The mandatory, 18-month program pairs two students with a patient suffering from a chronic illness




For the past eight years, a Perelman School of Medicine program has brought first-year Medical students outside of the classroom and into the lives of patients.

The program, called LEAPP — Longitudinal Experience to Appreciate Patient Perspectives — pairs two students with one patient suffering from a chronic illness. It is mandatory for all first-year Medical students, and lasts for 18 months.

“This is an opportunity for students to learn about the lived experience of patients whose medical needs are infinite,” said Associate Professor of Medicine and LEAPP Faculty Director Horace DeLisser. “It’s about observing, listening, learning about their stories and daily struggles.”

The students and patients are paired blindly, “but we are able to ‘choose an illness’ according to our interests or previous personal experiences,” explained first-year Medical student Kimon Ioannides, who was recently matched with his LEAPP patient but hasn’t yet met her.

Once students and patients are paired together, the students are mostly left to drive the conversation, DeLisser said.

Other than a few required written assignments, “they want you to explore an open relationship without influencing you,” added third-year Medical and doctoral student Yun Rose Li.

With this platform in place, even students who choose to only do the minimal requirement will learn about the long-term care of patients, Ioannides said.

On the other hand, sometimes relationships will reach well beyond the program’s goal of promoting the development of medical humanism — for both the students and the patients.

Deborah Melnick — who runs her own stationery company — decided to participate in LEAPP as a patient about three years ago.

“I just figured I’d talk to some first-years,” said Melnick, who was paired with Li. Melnick was diagnosed with multiple sclerosis — a chronic, progressive disease that causes cells in one’s body to attack neurons — seven years ago.

“I woke up one day and I had horizontal double vision,” she said, adding that right after she was diagnosed “my entire life was changed.”

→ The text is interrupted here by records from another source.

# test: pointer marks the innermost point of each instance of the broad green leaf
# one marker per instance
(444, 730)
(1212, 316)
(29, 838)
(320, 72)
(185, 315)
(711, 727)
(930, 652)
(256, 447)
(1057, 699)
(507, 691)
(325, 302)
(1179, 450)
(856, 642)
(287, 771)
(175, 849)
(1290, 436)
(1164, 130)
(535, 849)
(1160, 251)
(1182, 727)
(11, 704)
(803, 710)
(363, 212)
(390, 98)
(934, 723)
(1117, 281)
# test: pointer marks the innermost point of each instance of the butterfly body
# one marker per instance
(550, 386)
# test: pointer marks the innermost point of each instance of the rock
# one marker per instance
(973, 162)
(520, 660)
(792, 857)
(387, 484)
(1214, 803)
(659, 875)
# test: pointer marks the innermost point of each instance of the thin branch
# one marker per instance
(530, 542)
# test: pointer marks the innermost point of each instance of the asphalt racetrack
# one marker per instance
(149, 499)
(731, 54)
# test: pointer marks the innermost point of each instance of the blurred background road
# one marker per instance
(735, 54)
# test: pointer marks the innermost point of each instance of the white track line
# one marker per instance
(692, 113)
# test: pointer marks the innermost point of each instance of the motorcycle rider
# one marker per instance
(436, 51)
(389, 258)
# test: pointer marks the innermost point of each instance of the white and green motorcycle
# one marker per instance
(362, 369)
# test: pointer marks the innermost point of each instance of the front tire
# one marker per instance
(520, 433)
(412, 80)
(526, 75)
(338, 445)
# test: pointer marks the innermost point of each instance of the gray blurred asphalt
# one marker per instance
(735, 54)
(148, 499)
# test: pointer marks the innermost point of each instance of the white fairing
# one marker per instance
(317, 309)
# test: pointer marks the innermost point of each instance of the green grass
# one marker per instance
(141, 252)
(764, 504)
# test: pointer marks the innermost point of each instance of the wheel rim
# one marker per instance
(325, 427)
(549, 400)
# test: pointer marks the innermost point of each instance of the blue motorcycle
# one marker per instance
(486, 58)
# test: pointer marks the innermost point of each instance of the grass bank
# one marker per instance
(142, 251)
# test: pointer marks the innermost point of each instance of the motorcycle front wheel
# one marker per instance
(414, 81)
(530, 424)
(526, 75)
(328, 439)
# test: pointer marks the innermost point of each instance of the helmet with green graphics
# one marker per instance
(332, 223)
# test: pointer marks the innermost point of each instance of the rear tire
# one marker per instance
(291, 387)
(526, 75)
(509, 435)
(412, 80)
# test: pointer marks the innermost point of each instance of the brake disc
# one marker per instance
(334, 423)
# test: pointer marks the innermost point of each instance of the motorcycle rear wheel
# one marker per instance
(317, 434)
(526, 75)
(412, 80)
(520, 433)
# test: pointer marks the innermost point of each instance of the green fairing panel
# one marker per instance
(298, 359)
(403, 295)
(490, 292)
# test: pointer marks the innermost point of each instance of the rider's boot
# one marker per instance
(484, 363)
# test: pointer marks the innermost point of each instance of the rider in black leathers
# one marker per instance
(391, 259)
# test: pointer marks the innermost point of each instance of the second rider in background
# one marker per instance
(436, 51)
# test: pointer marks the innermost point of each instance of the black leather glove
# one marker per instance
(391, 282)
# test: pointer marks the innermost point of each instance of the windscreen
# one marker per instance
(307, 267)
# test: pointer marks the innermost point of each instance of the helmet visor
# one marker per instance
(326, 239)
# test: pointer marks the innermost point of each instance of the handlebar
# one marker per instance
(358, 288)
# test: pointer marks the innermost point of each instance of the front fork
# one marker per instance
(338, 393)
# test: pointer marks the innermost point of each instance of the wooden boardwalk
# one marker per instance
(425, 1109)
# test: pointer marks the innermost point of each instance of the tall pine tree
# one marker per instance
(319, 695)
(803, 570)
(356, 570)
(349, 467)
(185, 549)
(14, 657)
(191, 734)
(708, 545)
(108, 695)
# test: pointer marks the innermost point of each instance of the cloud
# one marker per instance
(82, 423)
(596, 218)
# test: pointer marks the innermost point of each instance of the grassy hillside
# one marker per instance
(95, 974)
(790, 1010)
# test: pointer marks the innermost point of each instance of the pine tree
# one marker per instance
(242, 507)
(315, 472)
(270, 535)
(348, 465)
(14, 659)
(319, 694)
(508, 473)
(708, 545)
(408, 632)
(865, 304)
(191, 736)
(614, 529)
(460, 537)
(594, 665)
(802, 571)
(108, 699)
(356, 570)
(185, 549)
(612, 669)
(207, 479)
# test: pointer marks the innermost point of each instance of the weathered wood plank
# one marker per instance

Through their experiences with LEAPP, Li and Melnick became close, even outside of Penn.

The spring after they first met, Li was inspired to walk alongside Melnick at a fundraiser for the National Multiple Sclerosis Society.

“That happened to be the first year I couldn’t make it even one round,” Melnick said.

Li stayed behind with Melnick as her team continued walking.

“I realized it was the beginning of the next stage of my disease, and [Li] was the only person beside me at that moment,” she said.

As they sat down in the shade, “I just told her how I thought she was the bravest person that I knew,” Li recalled. “The disease could not take that away from her.”

The LEAPP program prepares students to form similar long-lasting relationships with patients, which DeLisser said is important once students become physicians.

“I have patients that have been with me for almost the length of my career,” DeLisser said. “There’s a different quality to those relationships, an element of friendship.”

As Ionnides reflected on what he expects to get from his LEAPP experience, he hopes he will “learn to identify non-directly medical needs of patients.”

For Li, LEAPP has deepened her commitment to medicine beyond wanting to help people. “Of course I want to help my patients,” she said. “But I also want to be a doctor even when I can’t help.”